Factors Affecting Information Localisation & Extraction
- Skew & Orientation
- There are a variety of circumstances in which it is useful to determine the text skew and orientation:
- Improves text recognition. Many systems will fail if presented with text oriented sideways or upside-down. Performance of recognition systems also degrades if the skew is more than a few degrees.
- Simplifies interpretation of page layout. It is easier to identify text lines and text columns if the image skew is known or the image is de-skewed.
- Improves baseline determination. The text line baselines can be found more robustly if the skew angle is accurately known.
- Improves visual appearance. Images can be displayed or printed after rotation to remove skew. Multiple page document images can also be oriented consistently, regardless of scan orientation or the design of duplex scanners.
- OCR Errors
- Many errors that are generated by OCR systems can be traced back to low quality scanning or deteriorated printed materials. Sometimes that original physical paper is no longer available to re-do the scanning.
- In some documents, content viewable in the document images were either partially or completely lost in the OCR process. Also, useful context information would occasionally be lost as well.
- In some documents handwritten content appears which is not recognised by the OCR. Because of these problems recognising handwritten content requires us to follow an entirely different approach.
- Document Structure
- Extracting data which has a specific template such as bills, receipts, insurances etc. are extremely common and critical in a diverse range of business workflows.
- Putting very large or very small fonts in the document can affect the data extraction.
- In some documents, text is located at random locations which can end up affecting OCR when it is being processed.
- Format of the text is very important factor. If the formatting of the document is not up to the mark it might end up extracting wrong information or might leave the text field blank.
DOs:
- For skew measurement, the operations should be fast, with a computation time relatively independent of image content. They should be accurate, with a consistent error less than 0.1 degree to satisfy all applications.

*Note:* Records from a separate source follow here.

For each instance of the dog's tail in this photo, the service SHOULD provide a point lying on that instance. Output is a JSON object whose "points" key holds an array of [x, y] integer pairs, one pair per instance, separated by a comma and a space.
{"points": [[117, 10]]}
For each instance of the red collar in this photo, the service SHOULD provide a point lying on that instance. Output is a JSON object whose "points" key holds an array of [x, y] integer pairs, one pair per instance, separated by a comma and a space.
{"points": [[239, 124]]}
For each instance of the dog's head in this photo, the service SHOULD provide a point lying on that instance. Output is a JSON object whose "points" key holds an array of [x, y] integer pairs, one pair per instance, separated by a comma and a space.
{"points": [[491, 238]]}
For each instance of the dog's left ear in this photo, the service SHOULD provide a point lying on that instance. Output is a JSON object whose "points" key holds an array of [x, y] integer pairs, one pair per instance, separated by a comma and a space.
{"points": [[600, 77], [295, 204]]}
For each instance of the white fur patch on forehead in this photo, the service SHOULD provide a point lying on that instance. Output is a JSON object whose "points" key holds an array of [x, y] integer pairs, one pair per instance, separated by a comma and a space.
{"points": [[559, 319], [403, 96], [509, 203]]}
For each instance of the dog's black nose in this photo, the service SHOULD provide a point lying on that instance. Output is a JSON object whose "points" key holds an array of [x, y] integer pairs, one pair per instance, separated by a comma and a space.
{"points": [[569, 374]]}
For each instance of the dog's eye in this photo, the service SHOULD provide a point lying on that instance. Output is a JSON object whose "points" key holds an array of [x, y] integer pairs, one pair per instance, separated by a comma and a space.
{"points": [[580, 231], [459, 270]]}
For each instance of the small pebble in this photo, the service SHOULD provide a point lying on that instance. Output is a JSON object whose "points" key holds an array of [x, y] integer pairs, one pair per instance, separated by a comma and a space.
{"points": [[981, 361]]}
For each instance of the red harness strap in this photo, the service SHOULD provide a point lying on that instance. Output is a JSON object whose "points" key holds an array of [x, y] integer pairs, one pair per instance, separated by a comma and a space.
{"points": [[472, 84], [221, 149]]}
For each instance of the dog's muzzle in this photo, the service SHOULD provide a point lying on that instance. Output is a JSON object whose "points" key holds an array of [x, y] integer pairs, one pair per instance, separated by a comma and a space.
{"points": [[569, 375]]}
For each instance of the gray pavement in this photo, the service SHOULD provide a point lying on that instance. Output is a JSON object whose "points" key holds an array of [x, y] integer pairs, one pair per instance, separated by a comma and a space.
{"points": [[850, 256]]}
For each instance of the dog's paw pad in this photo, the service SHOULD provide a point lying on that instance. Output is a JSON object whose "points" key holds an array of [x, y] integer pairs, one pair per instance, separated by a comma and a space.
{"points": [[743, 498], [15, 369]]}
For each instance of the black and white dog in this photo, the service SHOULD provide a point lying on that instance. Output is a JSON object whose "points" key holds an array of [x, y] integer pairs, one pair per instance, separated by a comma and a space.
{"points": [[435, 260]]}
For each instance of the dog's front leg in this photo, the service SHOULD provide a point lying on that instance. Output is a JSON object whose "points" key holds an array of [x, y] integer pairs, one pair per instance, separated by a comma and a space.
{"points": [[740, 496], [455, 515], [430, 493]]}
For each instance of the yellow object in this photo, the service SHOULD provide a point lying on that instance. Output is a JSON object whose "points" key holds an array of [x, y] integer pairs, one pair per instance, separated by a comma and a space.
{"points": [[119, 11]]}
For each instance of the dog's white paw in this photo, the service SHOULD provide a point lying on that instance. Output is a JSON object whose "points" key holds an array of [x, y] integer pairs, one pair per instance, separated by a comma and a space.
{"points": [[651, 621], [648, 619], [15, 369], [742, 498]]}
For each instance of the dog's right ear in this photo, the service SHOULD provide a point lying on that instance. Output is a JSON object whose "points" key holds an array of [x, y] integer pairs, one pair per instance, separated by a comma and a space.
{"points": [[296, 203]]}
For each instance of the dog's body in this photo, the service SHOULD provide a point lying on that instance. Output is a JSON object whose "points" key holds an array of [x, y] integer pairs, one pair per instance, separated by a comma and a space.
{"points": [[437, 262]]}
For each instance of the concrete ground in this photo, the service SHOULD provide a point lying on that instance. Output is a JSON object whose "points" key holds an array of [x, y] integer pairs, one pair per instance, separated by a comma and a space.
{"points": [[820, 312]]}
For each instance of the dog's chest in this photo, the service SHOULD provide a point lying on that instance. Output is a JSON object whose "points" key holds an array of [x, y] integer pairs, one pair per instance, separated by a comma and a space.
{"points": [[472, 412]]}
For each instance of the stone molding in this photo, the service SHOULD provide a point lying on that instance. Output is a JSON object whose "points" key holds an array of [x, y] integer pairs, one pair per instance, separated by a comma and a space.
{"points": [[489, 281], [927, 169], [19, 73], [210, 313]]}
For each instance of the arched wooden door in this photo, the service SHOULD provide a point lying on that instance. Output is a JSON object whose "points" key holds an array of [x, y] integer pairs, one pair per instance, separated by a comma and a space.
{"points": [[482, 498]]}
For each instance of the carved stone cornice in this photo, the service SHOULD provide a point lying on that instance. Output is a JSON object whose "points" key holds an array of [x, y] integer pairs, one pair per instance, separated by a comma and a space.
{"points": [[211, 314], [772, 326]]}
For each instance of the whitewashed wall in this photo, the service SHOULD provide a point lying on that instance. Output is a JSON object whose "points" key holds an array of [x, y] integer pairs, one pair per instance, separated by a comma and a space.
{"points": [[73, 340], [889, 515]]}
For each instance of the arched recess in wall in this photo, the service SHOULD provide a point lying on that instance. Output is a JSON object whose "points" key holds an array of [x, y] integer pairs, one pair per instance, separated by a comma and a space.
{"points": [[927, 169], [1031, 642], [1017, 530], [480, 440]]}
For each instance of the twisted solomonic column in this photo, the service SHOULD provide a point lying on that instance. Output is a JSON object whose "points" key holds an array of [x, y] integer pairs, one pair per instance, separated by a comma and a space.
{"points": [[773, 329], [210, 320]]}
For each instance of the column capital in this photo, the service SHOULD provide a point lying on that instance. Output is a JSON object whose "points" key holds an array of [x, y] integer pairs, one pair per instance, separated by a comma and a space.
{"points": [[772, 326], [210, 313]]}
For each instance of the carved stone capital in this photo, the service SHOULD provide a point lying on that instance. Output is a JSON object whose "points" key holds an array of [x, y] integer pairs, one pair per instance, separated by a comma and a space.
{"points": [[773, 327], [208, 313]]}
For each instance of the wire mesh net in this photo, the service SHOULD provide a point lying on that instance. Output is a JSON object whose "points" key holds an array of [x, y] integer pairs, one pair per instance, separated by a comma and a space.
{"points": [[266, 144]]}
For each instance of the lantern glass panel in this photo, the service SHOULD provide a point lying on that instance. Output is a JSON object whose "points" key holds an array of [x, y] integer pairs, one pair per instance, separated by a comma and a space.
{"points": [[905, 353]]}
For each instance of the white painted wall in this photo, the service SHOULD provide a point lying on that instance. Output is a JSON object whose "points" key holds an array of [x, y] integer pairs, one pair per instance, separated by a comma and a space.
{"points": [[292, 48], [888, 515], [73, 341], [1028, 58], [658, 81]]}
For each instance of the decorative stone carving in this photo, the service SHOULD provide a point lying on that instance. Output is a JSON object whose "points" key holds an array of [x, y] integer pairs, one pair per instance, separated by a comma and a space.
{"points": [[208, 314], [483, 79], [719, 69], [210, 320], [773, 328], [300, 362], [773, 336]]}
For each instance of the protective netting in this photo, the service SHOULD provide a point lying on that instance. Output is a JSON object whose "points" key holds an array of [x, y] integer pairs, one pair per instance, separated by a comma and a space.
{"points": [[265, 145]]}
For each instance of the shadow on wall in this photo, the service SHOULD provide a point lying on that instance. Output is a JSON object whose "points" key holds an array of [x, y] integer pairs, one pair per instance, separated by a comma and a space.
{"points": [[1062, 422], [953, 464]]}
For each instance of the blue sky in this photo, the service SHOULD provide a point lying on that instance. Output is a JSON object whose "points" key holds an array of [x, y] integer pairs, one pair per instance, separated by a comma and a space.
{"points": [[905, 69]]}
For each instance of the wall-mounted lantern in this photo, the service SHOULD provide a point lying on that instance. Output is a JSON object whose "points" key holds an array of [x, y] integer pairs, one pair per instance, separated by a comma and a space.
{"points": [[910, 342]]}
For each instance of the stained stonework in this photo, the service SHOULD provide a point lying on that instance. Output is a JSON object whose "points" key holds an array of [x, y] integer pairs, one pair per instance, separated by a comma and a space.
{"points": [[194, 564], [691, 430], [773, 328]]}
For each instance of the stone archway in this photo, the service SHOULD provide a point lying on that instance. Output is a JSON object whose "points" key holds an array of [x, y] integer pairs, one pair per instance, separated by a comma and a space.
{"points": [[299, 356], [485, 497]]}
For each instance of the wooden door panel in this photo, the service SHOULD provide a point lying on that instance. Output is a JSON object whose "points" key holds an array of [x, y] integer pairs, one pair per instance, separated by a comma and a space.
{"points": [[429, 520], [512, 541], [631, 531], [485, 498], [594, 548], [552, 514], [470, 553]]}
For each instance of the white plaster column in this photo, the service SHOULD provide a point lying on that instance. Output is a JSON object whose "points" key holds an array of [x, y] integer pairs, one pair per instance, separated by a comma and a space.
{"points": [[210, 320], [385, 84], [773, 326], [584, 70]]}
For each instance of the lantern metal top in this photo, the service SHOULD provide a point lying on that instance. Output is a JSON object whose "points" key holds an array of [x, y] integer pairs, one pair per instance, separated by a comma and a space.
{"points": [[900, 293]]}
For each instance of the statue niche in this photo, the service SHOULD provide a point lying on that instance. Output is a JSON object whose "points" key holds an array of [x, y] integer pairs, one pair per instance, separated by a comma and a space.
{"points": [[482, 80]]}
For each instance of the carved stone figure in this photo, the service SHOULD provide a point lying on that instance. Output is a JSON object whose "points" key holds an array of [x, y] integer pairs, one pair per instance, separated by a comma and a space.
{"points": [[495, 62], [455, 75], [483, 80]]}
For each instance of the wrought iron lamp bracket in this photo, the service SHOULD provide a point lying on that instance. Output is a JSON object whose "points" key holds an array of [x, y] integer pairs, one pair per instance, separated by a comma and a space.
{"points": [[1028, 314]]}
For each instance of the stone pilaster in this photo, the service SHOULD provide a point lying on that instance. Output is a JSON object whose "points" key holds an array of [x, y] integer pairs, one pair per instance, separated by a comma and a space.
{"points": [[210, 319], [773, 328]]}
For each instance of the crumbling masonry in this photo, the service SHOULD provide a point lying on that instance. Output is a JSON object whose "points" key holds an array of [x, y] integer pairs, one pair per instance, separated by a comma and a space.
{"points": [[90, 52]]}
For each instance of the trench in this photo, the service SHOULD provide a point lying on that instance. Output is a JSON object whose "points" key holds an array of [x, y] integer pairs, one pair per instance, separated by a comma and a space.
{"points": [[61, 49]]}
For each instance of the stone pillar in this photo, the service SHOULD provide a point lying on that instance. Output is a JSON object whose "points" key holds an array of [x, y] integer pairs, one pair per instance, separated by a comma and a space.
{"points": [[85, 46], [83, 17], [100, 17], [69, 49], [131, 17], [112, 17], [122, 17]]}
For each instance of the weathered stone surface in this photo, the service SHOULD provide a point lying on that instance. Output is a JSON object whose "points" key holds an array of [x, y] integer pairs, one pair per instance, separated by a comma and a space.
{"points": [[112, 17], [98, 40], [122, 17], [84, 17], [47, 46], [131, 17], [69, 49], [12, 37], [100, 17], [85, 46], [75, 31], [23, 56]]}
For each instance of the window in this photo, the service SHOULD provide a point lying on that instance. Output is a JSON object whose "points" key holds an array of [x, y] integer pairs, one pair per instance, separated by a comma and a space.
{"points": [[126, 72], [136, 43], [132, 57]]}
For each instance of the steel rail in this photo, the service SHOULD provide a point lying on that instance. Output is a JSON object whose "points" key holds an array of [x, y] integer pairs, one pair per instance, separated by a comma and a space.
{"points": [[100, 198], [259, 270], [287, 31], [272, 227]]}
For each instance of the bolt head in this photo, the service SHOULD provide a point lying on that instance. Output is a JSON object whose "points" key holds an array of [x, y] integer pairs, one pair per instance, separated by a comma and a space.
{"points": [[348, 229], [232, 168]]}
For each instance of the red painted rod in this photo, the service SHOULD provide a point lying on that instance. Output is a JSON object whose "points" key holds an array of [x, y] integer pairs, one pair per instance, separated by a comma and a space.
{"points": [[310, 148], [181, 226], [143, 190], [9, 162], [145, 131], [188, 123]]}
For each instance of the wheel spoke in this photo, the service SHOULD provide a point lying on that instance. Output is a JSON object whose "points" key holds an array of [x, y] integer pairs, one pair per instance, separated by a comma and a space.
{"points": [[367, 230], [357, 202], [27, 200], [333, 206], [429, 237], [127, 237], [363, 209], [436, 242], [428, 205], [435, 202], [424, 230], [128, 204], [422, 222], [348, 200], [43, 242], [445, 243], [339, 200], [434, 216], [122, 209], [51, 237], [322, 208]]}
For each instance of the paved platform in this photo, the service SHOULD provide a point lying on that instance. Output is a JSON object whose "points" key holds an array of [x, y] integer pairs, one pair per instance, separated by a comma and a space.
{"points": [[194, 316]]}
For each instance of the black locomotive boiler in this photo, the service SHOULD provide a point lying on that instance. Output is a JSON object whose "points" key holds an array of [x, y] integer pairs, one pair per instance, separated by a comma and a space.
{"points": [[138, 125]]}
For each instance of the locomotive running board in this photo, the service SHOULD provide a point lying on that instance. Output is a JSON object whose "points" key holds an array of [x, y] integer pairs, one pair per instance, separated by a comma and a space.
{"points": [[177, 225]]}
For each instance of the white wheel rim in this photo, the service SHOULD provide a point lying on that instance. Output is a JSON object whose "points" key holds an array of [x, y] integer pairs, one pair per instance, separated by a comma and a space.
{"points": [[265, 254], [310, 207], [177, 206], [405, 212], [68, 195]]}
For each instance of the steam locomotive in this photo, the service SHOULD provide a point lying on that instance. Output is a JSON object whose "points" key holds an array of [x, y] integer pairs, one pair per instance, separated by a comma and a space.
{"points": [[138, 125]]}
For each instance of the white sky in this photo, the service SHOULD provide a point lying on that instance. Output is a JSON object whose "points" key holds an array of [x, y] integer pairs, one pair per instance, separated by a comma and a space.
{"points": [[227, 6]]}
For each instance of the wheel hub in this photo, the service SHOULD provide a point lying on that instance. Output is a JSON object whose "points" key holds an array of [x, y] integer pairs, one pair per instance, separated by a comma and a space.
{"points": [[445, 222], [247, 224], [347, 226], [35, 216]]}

- When your application receives an image for recognition, one of the first steps can be checking the image resolution. If the resolution is too small (lower than 150 dpi), some image details might be lost, and the recognition quality will deteriorate. If, on the other hand, the resolution is too great (greater than 600–700 dpi), loading and processing the image will take more time, while the recognition quality will not be materially improved.
- Make sure to use a reliable scanner that provides a good quality scan for more accurate data extraction.
- All lines should be connected without breaks in between the text lines
- Maintain a consistent pattern in which the information to be collected will be located.
DON’Ts:
- Do not click photos of documents from tilted angles
- Avoid using a low-resolution camera when clicking a photo
- Avoid using colourful printed copies for documents
- Avoid changing the format of the document too often
OCR is the most important aspect of your workflow management and automation system. It improves productivity and bridges the gap between humans and machines by enabling access to crucial data trapped in important documents.